San Diego's gay life isn't quite as concentrated on one strip as, say, Chicago's Boystown — it spreads into North Park and University Heights next door — but Hillcrest is unmistakably the heart of it. Here's how a local would walk you through it: the history, the bars, the food, the flag, and how it all connects to the rest of gay San Diego.
Hillcrest: A Quick History
Hillcrest was one of San Diego's first suburbs, laid out in the 1900s on the mesa north of downtown, and its walkable main streets and modest Craftsman bungalows made it a natural landing spot for the city's LGBTQ+ community as it grew through the 1970s. As gay-owned bars, bookstores, and businesses clustered along University Avenue, Hillcrest became — and has stayed — the center of gay San Diego. In 2013 the city formally recognized it as San Diego's LGBTQ+ cultural district.
Two landmarks mark the territory. The neon HILLCREST sign has arched over University Avenue at Fifth since 1940, when the Hillcrest Business Association's founding women put it up to promote the district; darkened over the years, it was famously relit in 1984 in a ceremony that drew thousands — and, almost by accident, kicked off what became the annual CityFest street fair. The neighborhood's other landmark is the Hillcrest Pride Flag at University and Normal Street — a 65-foot flagpole flying an oversized rainbow flag, raised in 2012 and now the unofficial center of the gayborhood, a community gathering point, and the starting line for the San Diego Pride parade. Between those two markers, along University and Fifth Avenue, is where nearly everything below happens.
Gay Bars in Hillcrest
The bars are the reason most visitors come, and Hillcrest packs a full range into a short walk — a dance club, a couple of video bars, a lesbian bar, the city's oldest gay bar, and a gay brewery, all within about a ten-minute stroll along two intersecting streets.
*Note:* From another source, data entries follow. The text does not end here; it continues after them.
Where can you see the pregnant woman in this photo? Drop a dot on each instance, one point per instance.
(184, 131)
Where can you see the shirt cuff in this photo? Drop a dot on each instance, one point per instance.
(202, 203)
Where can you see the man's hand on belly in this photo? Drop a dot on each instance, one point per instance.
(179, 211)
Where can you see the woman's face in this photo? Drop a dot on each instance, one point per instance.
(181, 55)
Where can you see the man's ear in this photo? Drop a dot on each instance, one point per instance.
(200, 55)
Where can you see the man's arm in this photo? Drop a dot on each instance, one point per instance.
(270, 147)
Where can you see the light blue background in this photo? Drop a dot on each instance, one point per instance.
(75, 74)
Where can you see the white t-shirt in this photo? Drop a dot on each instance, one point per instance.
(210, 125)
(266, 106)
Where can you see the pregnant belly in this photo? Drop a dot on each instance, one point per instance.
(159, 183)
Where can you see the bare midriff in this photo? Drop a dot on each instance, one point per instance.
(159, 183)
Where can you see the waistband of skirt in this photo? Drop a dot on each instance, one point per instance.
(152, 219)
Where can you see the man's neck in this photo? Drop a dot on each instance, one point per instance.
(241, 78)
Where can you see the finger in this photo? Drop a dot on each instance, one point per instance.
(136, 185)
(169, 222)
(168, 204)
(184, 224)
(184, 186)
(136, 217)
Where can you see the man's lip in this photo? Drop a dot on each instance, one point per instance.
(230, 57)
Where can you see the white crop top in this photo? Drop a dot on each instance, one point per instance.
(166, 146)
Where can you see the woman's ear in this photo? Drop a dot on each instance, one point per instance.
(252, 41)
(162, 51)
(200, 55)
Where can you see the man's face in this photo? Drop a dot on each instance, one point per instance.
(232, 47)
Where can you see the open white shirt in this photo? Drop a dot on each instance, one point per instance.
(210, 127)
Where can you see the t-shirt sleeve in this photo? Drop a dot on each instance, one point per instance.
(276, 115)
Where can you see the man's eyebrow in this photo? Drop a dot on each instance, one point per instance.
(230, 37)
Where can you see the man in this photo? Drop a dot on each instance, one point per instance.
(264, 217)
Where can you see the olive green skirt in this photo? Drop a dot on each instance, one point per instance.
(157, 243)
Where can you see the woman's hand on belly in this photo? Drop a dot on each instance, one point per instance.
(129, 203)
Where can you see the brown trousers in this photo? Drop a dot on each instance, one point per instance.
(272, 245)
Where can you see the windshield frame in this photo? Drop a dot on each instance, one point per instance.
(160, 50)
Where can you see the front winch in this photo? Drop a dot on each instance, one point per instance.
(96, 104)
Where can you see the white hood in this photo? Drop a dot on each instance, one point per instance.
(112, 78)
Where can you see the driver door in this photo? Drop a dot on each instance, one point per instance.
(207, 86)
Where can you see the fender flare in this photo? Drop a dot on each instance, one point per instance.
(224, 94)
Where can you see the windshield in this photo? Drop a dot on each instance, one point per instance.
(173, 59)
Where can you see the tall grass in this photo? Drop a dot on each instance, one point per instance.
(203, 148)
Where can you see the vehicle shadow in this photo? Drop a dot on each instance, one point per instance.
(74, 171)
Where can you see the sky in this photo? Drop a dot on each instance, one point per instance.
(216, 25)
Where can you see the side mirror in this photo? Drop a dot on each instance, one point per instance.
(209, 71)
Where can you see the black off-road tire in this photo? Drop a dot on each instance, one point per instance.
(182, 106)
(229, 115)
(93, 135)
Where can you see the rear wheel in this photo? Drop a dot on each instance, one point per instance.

Here's what each is known for:
- Urban MO's is the neighborhood's living room — a sprawling indoor-outdoor bar and restaurant with a covered patio and a themed night for every day of the week, from country line-dancing and Latin nights to the Dreamgirls drag revue. It's the easiest place to start a night, and one of the few spots that's just as good for brunch as it is at midnight.
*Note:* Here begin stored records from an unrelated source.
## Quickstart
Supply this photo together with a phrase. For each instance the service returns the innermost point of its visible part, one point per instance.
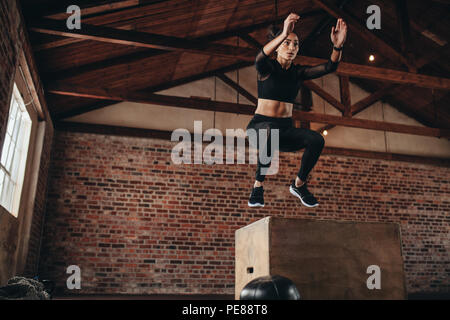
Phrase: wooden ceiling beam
(207, 38)
(79, 127)
(344, 88)
(160, 87)
(202, 104)
(147, 40)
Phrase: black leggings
(290, 139)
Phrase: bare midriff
(274, 108)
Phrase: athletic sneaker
(257, 197)
(304, 195)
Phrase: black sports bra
(276, 83)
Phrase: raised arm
(338, 36)
(262, 63)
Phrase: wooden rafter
(344, 86)
(147, 40)
(238, 88)
(201, 104)
(166, 135)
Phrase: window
(14, 153)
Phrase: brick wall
(137, 224)
(14, 39)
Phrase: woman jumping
(278, 83)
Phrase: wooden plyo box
(325, 259)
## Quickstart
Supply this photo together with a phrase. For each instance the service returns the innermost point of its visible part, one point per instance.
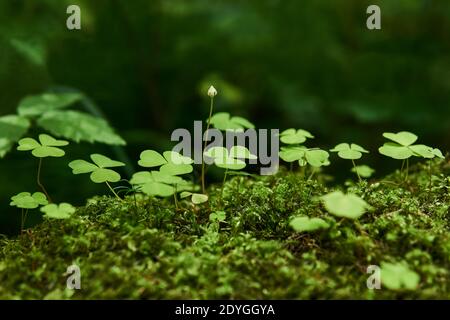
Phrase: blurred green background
(306, 64)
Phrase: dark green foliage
(143, 248)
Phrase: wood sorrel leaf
(61, 211)
(47, 147)
(306, 224)
(151, 158)
(102, 175)
(345, 205)
(396, 276)
(292, 136)
(349, 152)
(104, 162)
(363, 171)
(395, 151)
(403, 138)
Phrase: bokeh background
(308, 64)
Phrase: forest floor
(143, 248)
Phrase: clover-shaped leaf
(349, 152)
(172, 163)
(46, 147)
(26, 200)
(99, 169)
(345, 205)
(229, 160)
(291, 154)
(317, 158)
(403, 138)
(363, 171)
(223, 121)
(402, 146)
(292, 136)
(395, 151)
(424, 151)
(314, 157)
(217, 216)
(396, 276)
(196, 198)
(306, 224)
(61, 211)
(157, 183)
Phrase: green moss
(144, 248)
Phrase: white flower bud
(212, 92)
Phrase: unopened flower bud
(212, 92)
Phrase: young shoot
(165, 182)
(61, 211)
(100, 170)
(46, 147)
(402, 148)
(212, 92)
(350, 152)
(363, 171)
(345, 205)
(196, 198)
(229, 160)
(315, 157)
(27, 201)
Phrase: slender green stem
(312, 173)
(38, 180)
(211, 107)
(112, 190)
(22, 223)
(223, 184)
(407, 169)
(175, 197)
(357, 173)
(429, 168)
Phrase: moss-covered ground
(143, 248)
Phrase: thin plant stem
(357, 173)
(223, 184)
(38, 180)
(211, 107)
(22, 223)
(312, 173)
(175, 196)
(112, 190)
(407, 169)
(429, 168)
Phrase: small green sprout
(292, 136)
(165, 182)
(345, 205)
(315, 157)
(402, 148)
(172, 163)
(223, 121)
(196, 198)
(212, 92)
(61, 211)
(218, 216)
(306, 224)
(397, 276)
(363, 171)
(46, 147)
(99, 170)
(229, 160)
(350, 152)
(27, 201)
- Rich's is San Diego's main gay dance club, the room for late nights, big DJ sets, and go-go energy on University Avenue. It's where the crowd migrates when the neighborhood bars wind down, and the home base for the city's circuit-leaning parties.
- Flicks is the social video bar — screens playing music videos and campy clips, cheap-ish drinks, and the kind of low-key weeknight crowd that makes it the neighborhood's default hangout.
- The Brass Rail, long known simply as The Rail, is San Diego's oldest gay bar, tracing back to 1934 (and in Hillcrest since the 1960s). It's an unpretentious neighborhood institution now known for its Latin nights and monthly drag showcases.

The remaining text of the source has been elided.